Complex transcriptional organization regulates an Escherichia coli locus implicated in lipopolysaccharide biogenesis.

The Escherichia coli yrbG-lptB locus (yrbG kdsD kdsC lptC lptA lptB) encodes genes for outer membrane biogenesis, namely, kdsC and kdsD for biosynthesis of the lipopolysaccharide inner core sugar Kdo, and lptA, lptB, and lptC for lipopolysaccharide transport to the outer membrane. Three promoters (yrbGp, kdsCp and the σ(E)-dependent lptAp) have been previously identified by genetic analysis. In this work, we show that transcription of this locus generates an array of overlapping mRNAs and we characterize the two intralocus promoter regions. In the kdsCp region, we identified three promoters (kdsCp1, kdsCp2, and kdsCp3) scattered within about 600 nt in the 3'-coding region of kdsD. The lptAp region is composed of two closely spaced promoters, lptAp1 and lptAp2. The former had been previously identified as a σ(E)-dependent promoter. Interestingly, lptAp1 is not activated by several stressful conditions that normally induce the σ(E)-dependent envelope stress response, whereas it seems to respond to conditions affecting lipopolysaccharide biogenesis, thus implying a specialized σ(E)-dependent LPS stress signaling pathway.

New insights into the Lpt machinery for lipopolysaccharide transport to the cell surface: LptA-LptC interaction and LptA stability as sensors of a properly assembled transenvelope complex.

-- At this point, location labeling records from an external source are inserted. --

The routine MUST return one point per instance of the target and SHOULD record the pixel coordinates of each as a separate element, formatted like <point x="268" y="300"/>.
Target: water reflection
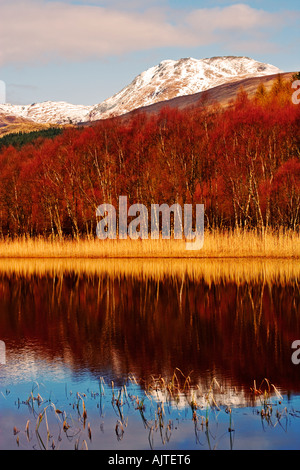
<point x="234" y="321"/>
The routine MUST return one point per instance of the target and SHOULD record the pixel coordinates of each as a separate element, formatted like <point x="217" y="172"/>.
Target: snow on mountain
<point x="48" y="112"/>
<point x="172" y="78"/>
<point x="169" y="79"/>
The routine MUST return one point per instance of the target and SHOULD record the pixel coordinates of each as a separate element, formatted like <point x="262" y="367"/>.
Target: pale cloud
<point x="37" y="31"/>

Lipopolysaccharide (LPS) is a major glycolipid present in the outer membrane (OM) of Gram-negative bacteria. The peculiar permeability barrier of the OM is due to the presence of LPS at the outer leaflet of this membrane that prevents many toxic compounds from entering the cell. In Escherichia coli LPS synthesized inside the cell is first translocated over the inner membrane (IM) by the essential MsbA flippase; then, seven essential Lpt proteins located in the IM (LptBCDF), in the periplasm (LptA), and in the OM (LptDE) are responsible for LPS transport across the periplasmic space and its assembly at the cell surface. The Lpt proteins constitute a transenvelope complex spanning IM and OM that appears to operate as a single device. We show here that in vivo LptA and LptC physically interact, forming a stable complex and, based on the analysis of loss-of-function mutations in LptC, we suggest that the C-terminal region of LptC is implicated in LptA binding. Moreover, we show that defects in Lpt components of either IM or OM result in LptA degradation; thus, LptA abundance in the cell appears to be a marker of properly bridged IM and OM. Collectively, our data support the recently proposed transenvelope model for LPS transport.